Quant à moi, j'ai été président de l'université de Nancy I pendant quatorze ans, président de la CPU en 2007-2008, au moment de la loi LRU, et j'en suis depuis un an le délégué permanent à Bruxelles, où je suis également le représentant permanent de l'IRD.

La collaboration entre des opérateurs comme l'IRD et les universités se justifie tout particulièrement quand il s'agit du Sud. Nous assistons à un véritable changement de paradigme : nous passons d'une logique de recherche au Sud à une logique de recherche pour le Sud. Pendant longtemps, l'activité de recherche s'est développée dans certains pays du Sud qui étaient de précieux terrains d'expérimentation en raison de leurs spécificités géographiques ou climatiques, mais sans qu'il soit tenu compte de leurs attentes ni de leurs besoins en matière de développement. Désormais, ce sont nos partenaires. Première conséquence : l'importance de la formation et des transferts de technologie. Deuxième conséquence : les universités du Sud participent à la définition des programmes, à la réalisation des outils et des infrastructures et à la mise en oeuvre des stratégies décidées conjointement. La relation a changé, notre démarche est désormais pluridisciplinaire.

Notre volonté d'excellence scientifique est-elle menacée par ces partenariats avec des pays n'ayant pas le même niveau de développement ? Nous pensons que le choix des thématiques de recherche permet de lever cette apparente incompatibilité : nous travaillons certes peu avec les universités du Sud sur les propriétés des nanomatériaux, mais la biodiversité, l'écologie, l'eau, les questions sanitaires sont autant de thèmes propices à la coopération scientifique. C'est en tout cas le point de vue qu'a défendu la CPU lors des Assises de l'enseignement supérieur et de la recherche.

Parmi nos modes d'action, il y a des projets de recherche communs, des laboratoires internationaux co-portés par des réseaux d'université et des organismes de recherche, la création d'infrastructures - ancien professeur d'informatique, je sais leur importance. Enfin, nous menons des activités de formation : c'est le capacity building.

L'IRD et le Centre de coopération internationale en recherche agronomique pour le développement (Cirad) y contribuent ; le CNRS, très présent au Sud, est en revanche surtout attaché à ses propres activités de recherche. Les universités assurent la cotutelle des thèses et les co-diplômes, mais n'ont pas de rôle moteur en matière de recherche pour le développement, même si elles peuvent accompagner les projets portés par l'IRD dans le cadre d'une UMR. Des partenariats sont toutefois en train de se nouer entre de grandes universités latino-américaines, notamment brésiliennes et chiliennes, et des universités françaises.

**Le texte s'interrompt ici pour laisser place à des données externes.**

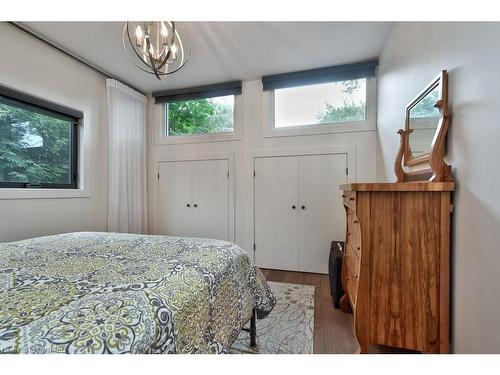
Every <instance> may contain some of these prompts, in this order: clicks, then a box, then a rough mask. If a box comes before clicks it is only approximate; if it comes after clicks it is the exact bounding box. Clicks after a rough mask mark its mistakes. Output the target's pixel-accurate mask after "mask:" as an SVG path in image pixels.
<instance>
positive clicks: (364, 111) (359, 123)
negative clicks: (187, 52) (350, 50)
mask: <svg viewBox="0 0 500 375" xmlns="http://www.w3.org/2000/svg"><path fill="white" fill-rule="evenodd" d="M377 65H378V61H377V60H373V61H365V62H359V63H353V64H346V65H337V66H330V67H324V68H318V69H311V70H303V71H297V72H290V73H282V74H274V75H269V76H264V77H262V88H263V90H264V92H266V91H267V92H268V94H267V96H266V97H267V98H268V100H266V101H265V102H264V103H265V104H264V105H265V108H264V110H265V113H266V114H268V119H269V121H266V122H265V123H264V128H263V136H264V137H279V136H295V135H308V134H326V133H337V132H354V131H366V130H375V129H376V112H375V110H376V108H375V97H376V91H377V90H376V79H375V75H376V68H377Z"/></svg>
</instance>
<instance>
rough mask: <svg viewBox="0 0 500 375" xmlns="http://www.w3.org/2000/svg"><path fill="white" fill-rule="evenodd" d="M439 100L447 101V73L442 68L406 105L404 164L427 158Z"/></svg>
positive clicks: (434, 127) (435, 119) (428, 157)
mask: <svg viewBox="0 0 500 375" xmlns="http://www.w3.org/2000/svg"><path fill="white" fill-rule="evenodd" d="M439 100H443V101H445V102H446V101H447V74H446V71H445V70H443V71H442V72H441V74H439V75H438V76H437V77H436V78H434V79H433V80H432V81H431V82H430V83H429V84H428V85H427V86H426V87H425V88H424V89H423V90H422V91H421V92H420V94H418V95H417V97H416V98H415V99H413V100H412V101H411V102H410V103H409V104H408V105H407V106H406V129H405V130H406V134H408V139H407V143H406V150H405V154H404V162H405V165H414V164H419V163H422V162H425V161H428V160H429V152H430V149H431V145H432V142H433V140H434V138H435V136H436V132H437V130H438V124H439V120H440V112H439V109H438V108H437V107H436V106H435V105H436V103H437V102H438V101H439Z"/></svg>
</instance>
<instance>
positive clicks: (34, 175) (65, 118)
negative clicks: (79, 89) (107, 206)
mask: <svg viewBox="0 0 500 375" xmlns="http://www.w3.org/2000/svg"><path fill="white" fill-rule="evenodd" d="M23 95H24V94H23ZM24 96H25V95H24ZM38 102H39V103H40V102H43V100H38ZM55 106H57V105H55ZM78 121H79V119H78V118H76V117H72V116H67V115H64V114H61V113H59V112H56V111H54V110H52V109H50V108H43V107H41V106H39V105H34V104H30V103H27V102H26V101H19V100H16V99H13V98H11V97H6V96H3V95H1V96H0V187H3V188H58V189H76V188H77V126H78Z"/></svg>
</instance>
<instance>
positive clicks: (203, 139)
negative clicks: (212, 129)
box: [156, 132, 241, 145]
mask: <svg viewBox="0 0 500 375" xmlns="http://www.w3.org/2000/svg"><path fill="white" fill-rule="evenodd" d="M239 140H241V135H240V134H238V133H237V132H231V133H216V134H203V135H186V136H182V135H179V136H172V137H165V136H163V137H158V139H157V140H156V144H160V145H176V144H185V143H205V142H227V141H239Z"/></svg>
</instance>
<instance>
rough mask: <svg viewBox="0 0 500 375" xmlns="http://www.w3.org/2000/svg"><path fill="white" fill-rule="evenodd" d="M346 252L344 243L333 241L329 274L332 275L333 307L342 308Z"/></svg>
mask: <svg viewBox="0 0 500 375" xmlns="http://www.w3.org/2000/svg"><path fill="white" fill-rule="evenodd" d="M343 252H344V242H343V241H332V244H331V246H330V260H329V262H328V274H329V275H330V294H331V295H332V300H333V306H335V307H336V308H339V307H340V298H341V297H342V296H343V295H344V289H342V282H341V273H342V254H343Z"/></svg>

D'une manière générale, nous souffrons encore du morcellement historique de nos dispositifs de recherche. La création des Alliances a été un grand pas en avant, qui permet de coordonner les priorités de la recherche sur certaines grandes thématiques. Sollicitées par le ministère chargé de la recherche dans le cadre de la stratégie nationale de recherche pour 2014-2020, elles sont appelées à jouer un rôle à l'échelle européenne. Je sais toutefois d'expérience que lorsqu'il s'agit de se projeter à l'international, la concurrence interne prend le dessus. Il faut lutter contre cela et mettre en cohérence des actions à la fois thématiques et territoriales. C'était l'objectif de la création de l'Agence inter-établissements de recherche pour le développement (AIRD). Son positionnement institutionnel et sa capacité à coordonner les stratégies des différents acteurs continuent toutefois de poser problème.

Tout n'est pas négatif pour autant. Ces organismes ont des représentants dans de nombreux pays, qui sont de plus en plus souvent communs. Nous essayons de joindre notre voix à la leur : à Hanoï par exemple, la CPU et l'IRD seront dotés d'un représentant commun. C'est une politique des petits pas, mais qui porte progressivement ses fruits.

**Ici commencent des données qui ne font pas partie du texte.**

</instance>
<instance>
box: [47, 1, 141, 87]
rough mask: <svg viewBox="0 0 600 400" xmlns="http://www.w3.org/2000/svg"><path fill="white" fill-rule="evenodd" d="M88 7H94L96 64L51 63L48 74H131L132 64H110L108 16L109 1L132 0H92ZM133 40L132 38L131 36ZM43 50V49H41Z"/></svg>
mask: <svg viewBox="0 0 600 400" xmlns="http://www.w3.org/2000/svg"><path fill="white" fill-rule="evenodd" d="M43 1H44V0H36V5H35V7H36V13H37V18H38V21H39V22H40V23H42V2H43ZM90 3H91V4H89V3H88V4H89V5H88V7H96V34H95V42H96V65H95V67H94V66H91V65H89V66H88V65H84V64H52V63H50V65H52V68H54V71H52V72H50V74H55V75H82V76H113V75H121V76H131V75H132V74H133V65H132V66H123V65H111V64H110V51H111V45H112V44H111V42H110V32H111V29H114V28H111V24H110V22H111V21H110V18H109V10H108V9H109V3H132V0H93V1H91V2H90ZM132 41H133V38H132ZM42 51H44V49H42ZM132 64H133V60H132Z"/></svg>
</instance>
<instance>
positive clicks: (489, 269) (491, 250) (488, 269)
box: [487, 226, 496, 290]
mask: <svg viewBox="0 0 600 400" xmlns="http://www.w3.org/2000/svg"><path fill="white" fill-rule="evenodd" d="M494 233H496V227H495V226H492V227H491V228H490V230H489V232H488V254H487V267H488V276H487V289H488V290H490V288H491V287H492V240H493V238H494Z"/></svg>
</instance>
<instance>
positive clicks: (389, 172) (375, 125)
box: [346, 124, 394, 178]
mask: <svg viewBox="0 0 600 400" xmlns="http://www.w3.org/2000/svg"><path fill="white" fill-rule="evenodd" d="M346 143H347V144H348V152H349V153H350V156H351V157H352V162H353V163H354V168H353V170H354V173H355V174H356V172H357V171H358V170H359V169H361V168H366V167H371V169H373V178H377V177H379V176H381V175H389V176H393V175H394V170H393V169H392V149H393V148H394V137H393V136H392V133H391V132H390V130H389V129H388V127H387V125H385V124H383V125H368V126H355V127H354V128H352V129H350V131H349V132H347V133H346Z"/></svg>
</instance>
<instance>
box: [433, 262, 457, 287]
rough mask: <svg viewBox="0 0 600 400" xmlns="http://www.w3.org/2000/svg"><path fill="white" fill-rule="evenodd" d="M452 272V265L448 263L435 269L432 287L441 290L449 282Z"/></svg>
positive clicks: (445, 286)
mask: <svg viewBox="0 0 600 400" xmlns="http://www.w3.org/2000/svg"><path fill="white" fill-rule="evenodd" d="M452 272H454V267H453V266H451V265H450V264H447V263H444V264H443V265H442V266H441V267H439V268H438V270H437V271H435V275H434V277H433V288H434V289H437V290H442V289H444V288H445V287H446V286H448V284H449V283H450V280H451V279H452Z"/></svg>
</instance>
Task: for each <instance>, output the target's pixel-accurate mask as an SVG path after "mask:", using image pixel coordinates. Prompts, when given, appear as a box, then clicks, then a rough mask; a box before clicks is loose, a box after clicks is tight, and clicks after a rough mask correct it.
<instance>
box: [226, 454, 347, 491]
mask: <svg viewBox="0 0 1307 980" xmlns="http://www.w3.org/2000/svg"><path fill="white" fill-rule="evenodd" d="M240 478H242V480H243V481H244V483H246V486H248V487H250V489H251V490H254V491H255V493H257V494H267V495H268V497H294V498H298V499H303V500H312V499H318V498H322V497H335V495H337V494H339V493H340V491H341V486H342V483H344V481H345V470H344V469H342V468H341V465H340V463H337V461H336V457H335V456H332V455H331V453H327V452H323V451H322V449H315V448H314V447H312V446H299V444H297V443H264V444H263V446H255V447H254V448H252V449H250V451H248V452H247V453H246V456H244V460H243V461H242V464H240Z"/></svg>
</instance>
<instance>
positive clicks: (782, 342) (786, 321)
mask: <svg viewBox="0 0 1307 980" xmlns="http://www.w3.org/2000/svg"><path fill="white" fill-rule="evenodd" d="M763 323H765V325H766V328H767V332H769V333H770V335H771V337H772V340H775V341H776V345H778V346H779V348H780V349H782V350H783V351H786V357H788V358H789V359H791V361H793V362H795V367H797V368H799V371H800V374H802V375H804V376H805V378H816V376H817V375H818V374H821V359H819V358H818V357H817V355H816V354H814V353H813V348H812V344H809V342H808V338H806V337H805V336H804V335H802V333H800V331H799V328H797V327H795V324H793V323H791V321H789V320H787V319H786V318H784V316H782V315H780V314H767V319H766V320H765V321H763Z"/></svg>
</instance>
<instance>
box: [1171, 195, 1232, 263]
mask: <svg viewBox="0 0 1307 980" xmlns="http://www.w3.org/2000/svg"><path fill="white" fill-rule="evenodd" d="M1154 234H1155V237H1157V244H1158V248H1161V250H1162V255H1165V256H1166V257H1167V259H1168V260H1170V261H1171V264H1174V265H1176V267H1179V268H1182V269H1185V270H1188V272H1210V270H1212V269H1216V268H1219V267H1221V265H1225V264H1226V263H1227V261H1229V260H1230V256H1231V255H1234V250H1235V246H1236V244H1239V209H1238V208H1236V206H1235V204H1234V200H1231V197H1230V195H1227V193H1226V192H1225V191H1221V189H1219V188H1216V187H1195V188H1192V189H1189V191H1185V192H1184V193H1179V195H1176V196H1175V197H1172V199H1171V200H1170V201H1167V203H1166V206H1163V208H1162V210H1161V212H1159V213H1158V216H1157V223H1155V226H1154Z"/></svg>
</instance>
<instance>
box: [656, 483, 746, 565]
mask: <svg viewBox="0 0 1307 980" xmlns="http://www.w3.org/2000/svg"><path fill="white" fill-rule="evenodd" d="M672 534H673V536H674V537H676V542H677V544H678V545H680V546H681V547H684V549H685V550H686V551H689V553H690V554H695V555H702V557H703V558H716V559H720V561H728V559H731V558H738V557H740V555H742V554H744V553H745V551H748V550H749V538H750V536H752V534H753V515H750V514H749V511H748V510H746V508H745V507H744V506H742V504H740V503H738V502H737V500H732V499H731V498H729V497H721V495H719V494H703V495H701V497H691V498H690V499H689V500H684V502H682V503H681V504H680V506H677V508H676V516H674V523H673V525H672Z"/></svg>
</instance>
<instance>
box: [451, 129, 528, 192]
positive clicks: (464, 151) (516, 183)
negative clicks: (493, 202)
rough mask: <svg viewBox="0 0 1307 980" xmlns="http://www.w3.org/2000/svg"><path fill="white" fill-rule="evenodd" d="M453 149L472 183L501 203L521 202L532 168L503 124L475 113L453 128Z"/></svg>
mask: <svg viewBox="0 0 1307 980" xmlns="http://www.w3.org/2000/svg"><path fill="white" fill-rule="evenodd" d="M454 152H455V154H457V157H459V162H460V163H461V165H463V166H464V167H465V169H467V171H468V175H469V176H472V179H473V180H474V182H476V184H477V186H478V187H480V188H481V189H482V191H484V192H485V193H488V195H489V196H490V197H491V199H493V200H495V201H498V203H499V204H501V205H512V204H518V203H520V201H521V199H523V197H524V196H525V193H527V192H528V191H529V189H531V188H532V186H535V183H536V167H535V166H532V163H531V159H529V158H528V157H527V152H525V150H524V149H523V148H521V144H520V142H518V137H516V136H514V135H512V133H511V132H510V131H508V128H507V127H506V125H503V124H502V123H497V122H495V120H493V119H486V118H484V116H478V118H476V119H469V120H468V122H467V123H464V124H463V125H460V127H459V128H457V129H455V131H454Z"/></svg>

L'Union européenne, à travers ses programmes cadres de recherche et développement (PCRD) successifs, a également renforcé la dimension internationale de sa stratégie. C'est un aspect important du septième PCRD, bien qu'il soit accompagné d'un trop grand nombre d'instruments - Inco-Net, Era-Net, Bilat, la zoologie européenne est riche... Des actions intéressantes sont conduites en partenariat avec l'Amérique latine : coopération entre universités pour le soutien à la mobilité, mais aussi projets de recherche financés par l'Union européenne et portés par l'EUA.

Ce n'est pas tout : dans le cadre du huitième partenariat Europe-Afrique, un volet de recherche complet est porté par l'IRD, et des projets en cours dans le bassin méditerranéen devraient aboutir à une initiative de l'article 185 du Traité.

Dépourvu de volet spécifiquement dédié à l'international, le programme Horizon 2020 me laisse plus sceptique. Son volet « recherche », guidé par la quête d'excellence, est tourné vers l'Europe, tout comme celui consacré au développement des petites entreprises. Seul son troisième pilier, relatif aux défis sociétaux - santé, vieillissement ou climat - envisage des appels d'offres spécifiques pour des partenariats internationaux. Rien n'est pour l'instant arrêté. Les ministères suivent ce dossier de près, mais je doute que notre vision de la recherche pour le développement comme investissement humain de long terme soit partagée par l'Union européenne, qui attend surtout un retour sur investissement à court terme.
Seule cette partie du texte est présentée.